I admit I didn't read the entire post (I honestly think authors really need to come to terms with the fact that we now live in a world of information excess, and pithiness is more important than ever), but I wouldn't feel too bad yet given there was a recent front page HN post about how free, open models could actually catch all the issues Mythos did, it just required a little more orchestration. E.g. see https://aisle.com/blog/ai-cybersecurity-after-mythos-the-jag... for a detailed analysis.

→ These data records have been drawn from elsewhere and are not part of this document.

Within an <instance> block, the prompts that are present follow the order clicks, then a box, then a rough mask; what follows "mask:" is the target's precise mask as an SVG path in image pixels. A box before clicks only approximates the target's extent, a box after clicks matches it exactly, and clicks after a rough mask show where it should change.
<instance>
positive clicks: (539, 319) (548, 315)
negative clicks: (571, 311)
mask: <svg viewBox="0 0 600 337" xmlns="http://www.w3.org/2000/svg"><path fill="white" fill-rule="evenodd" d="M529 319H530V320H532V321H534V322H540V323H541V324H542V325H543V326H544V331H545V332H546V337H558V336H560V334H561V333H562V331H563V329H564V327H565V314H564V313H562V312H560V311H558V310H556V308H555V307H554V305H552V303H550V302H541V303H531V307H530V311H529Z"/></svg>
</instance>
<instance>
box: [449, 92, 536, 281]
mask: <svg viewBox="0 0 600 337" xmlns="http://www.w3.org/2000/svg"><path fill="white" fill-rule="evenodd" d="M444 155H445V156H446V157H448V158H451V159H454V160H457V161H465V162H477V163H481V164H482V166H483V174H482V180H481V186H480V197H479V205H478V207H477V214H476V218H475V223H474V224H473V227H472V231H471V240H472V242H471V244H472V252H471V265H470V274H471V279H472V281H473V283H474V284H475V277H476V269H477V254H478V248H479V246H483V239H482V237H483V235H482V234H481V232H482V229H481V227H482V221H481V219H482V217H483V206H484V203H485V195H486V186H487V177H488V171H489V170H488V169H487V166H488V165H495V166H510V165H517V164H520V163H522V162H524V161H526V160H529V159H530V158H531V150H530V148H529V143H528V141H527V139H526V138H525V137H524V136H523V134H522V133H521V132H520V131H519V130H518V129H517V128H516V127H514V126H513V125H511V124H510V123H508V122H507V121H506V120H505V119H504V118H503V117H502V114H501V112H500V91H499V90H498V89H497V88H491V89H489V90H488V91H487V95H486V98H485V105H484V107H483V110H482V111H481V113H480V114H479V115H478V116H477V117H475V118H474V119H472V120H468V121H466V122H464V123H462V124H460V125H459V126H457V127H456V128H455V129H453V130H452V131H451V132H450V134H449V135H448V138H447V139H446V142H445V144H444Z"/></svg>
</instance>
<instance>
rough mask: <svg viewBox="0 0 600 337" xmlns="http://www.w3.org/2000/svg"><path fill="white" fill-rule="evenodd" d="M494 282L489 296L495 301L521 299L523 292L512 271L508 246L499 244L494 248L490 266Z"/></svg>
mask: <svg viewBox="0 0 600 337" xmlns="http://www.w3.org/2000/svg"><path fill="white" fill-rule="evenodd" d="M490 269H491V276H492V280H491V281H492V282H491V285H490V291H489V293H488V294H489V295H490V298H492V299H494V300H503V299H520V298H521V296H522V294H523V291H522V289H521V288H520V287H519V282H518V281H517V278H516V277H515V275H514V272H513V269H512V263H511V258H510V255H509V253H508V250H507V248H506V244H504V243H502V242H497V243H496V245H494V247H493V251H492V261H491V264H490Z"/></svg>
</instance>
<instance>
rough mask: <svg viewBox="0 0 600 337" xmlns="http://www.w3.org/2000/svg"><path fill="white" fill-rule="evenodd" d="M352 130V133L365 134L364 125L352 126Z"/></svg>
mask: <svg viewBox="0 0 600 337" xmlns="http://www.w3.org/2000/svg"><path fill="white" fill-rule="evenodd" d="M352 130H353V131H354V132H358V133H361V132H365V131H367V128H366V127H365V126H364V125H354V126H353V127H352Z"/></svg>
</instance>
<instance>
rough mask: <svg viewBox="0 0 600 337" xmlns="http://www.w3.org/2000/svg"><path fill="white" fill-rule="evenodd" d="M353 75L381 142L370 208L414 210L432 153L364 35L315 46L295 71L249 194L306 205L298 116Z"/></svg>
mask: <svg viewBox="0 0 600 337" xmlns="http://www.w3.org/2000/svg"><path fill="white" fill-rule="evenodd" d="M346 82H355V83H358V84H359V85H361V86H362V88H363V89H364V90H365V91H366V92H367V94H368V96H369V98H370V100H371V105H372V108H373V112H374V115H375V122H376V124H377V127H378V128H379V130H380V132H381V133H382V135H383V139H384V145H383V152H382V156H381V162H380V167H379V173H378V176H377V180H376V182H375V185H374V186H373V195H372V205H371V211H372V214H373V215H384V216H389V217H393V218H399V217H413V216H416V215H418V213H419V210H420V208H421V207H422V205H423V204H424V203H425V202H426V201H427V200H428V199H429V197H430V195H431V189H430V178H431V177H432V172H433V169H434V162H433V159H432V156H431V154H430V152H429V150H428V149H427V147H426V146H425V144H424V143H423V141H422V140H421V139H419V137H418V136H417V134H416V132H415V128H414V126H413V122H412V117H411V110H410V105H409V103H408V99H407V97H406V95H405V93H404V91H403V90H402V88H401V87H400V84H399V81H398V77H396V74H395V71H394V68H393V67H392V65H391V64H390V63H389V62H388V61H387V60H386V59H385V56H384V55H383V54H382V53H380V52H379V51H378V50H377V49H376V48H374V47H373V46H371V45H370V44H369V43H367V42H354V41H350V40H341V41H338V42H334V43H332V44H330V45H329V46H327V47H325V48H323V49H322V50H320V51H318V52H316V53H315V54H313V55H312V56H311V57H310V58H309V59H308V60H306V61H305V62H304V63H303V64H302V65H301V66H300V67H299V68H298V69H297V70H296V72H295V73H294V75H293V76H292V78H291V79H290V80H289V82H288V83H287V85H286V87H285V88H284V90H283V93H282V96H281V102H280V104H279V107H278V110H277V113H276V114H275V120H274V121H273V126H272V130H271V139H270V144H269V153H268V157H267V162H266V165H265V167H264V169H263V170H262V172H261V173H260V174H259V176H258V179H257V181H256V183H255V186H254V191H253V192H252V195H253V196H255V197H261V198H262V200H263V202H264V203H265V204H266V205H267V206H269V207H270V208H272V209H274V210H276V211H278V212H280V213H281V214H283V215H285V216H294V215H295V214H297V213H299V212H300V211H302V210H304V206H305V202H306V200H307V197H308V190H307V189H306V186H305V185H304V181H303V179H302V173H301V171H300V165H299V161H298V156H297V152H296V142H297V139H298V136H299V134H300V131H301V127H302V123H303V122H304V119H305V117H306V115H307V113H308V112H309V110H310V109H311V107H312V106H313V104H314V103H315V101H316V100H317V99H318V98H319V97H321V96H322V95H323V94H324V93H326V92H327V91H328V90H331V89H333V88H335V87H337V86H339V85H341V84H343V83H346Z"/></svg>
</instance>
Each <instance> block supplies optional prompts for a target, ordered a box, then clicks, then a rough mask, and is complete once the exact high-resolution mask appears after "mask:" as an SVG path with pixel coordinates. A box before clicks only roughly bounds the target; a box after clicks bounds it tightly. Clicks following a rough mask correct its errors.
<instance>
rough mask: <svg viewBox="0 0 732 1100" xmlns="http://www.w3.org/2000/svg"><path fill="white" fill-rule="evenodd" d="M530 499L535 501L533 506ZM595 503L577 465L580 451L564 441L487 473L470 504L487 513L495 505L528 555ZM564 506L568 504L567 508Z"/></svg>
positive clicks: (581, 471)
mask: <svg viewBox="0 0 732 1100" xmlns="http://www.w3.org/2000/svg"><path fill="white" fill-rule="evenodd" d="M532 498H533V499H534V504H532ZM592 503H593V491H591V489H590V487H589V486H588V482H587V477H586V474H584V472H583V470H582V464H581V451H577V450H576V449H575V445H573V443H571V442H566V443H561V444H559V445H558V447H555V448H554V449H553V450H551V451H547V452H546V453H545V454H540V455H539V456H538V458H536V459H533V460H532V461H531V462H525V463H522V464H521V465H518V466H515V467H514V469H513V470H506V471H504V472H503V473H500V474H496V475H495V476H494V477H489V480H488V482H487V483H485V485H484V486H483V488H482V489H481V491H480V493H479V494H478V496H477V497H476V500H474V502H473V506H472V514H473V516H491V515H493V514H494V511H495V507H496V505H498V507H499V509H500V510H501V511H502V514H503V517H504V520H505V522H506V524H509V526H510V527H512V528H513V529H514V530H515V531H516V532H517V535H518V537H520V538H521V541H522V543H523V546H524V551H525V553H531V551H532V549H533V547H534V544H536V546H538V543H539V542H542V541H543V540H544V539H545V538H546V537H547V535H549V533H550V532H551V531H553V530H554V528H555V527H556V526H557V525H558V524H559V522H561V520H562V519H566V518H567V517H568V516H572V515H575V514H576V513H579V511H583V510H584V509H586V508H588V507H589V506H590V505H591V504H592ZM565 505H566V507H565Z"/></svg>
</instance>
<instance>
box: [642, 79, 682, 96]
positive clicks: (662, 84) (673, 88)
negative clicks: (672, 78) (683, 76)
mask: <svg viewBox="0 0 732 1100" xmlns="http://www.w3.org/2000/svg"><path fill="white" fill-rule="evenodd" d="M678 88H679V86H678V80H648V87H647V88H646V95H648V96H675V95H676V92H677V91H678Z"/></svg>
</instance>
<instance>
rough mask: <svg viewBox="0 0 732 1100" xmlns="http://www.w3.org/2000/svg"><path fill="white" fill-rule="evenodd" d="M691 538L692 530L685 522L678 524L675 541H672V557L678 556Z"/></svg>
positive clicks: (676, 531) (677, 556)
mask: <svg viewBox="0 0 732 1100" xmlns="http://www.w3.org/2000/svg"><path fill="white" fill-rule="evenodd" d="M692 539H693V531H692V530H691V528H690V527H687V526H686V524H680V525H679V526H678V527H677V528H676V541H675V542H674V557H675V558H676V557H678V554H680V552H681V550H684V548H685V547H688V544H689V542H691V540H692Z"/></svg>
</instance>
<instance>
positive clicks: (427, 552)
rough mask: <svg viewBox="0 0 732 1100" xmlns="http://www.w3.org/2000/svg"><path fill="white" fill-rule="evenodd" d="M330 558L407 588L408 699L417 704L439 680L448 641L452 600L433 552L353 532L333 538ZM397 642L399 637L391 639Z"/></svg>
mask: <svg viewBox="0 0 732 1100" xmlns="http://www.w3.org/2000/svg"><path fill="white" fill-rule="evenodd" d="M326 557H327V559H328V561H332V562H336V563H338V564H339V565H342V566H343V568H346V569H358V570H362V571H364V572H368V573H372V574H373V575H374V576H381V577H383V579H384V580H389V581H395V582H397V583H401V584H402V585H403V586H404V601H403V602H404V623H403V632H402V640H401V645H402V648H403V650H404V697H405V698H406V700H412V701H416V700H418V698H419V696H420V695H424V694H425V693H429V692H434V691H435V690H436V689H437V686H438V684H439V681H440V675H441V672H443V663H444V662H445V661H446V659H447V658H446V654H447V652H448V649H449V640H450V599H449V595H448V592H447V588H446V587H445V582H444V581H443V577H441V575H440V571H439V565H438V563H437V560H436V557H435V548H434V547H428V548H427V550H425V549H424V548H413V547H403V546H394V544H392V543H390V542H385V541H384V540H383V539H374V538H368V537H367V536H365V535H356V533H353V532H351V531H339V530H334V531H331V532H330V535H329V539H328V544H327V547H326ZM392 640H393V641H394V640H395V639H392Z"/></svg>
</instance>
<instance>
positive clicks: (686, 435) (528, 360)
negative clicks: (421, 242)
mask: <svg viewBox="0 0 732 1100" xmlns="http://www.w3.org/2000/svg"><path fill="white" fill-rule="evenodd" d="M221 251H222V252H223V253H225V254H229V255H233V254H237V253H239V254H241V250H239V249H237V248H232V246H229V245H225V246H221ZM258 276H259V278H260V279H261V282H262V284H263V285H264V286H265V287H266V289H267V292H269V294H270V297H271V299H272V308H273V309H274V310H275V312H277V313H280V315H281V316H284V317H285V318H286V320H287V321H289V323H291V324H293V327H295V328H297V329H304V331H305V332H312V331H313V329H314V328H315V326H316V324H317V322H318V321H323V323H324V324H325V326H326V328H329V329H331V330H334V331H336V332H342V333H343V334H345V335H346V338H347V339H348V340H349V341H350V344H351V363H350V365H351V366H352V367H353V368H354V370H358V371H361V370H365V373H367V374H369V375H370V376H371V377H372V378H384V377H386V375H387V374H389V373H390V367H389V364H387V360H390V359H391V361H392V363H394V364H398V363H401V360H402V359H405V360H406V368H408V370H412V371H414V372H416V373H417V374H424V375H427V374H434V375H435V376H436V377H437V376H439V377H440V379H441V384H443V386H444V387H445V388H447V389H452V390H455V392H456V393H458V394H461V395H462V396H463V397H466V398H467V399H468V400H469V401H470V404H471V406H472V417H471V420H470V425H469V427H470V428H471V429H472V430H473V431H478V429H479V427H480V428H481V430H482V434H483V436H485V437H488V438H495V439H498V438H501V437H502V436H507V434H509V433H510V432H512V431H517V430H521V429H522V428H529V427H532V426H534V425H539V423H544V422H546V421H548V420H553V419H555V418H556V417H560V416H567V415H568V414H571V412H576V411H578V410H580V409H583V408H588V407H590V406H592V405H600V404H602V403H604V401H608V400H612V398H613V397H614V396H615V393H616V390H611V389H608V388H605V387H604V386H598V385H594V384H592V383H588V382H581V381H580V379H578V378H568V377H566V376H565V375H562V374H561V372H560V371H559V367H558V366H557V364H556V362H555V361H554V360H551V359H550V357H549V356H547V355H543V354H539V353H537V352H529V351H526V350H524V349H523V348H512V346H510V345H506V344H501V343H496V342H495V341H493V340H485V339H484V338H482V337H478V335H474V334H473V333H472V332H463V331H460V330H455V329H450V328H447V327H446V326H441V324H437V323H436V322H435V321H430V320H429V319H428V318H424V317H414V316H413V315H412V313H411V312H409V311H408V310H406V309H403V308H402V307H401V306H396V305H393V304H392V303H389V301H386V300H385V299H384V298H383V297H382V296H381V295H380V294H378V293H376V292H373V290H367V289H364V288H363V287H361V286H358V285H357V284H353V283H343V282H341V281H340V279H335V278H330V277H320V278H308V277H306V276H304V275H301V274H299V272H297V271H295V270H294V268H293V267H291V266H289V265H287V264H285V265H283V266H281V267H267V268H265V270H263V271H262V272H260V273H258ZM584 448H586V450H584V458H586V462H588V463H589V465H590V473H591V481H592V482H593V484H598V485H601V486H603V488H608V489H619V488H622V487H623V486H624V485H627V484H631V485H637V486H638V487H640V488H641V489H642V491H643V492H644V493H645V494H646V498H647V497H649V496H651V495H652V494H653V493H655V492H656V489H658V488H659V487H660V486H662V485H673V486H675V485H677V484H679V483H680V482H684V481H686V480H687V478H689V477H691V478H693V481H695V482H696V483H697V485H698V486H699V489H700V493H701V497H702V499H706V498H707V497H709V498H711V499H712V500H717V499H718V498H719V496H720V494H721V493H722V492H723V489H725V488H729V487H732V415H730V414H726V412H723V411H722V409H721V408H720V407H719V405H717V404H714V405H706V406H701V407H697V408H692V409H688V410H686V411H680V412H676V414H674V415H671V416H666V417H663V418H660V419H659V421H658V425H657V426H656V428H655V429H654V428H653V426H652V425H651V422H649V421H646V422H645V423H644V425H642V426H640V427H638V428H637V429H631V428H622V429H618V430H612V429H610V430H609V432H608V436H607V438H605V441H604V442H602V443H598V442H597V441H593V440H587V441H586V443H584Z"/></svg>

> pithiness is more important than ever
I apologize for getting stuck on your parenthetical but while pithiness is a fine aspiration in a North American business setting, pithy reads generally can't exist without more detailed and nuanced long-form analyses, and the latter face a more dire existential threat. You are right that pithy [writing] is an important skill, as are slow and deliberative reading and writing of longer form work
I'm not claiming the original post is detailed or nuanced, to be clear
I’ve read it, it’s taken me about ten minutes, and it’s been refreshing to read something that is not sloppy. The page design and type are soothing, too.
I don’t agree with everything that the article says but it soulfully blends concepts in history, politics, economics, cryptography and AI.
I don’t think the author could’ve compressed it without precisely sacrificing the essay’s soul.
Is this what everything is coming down to?
if an 1800 word post is just too long I think you are cooked. This is the nicest thing I can say on the subject.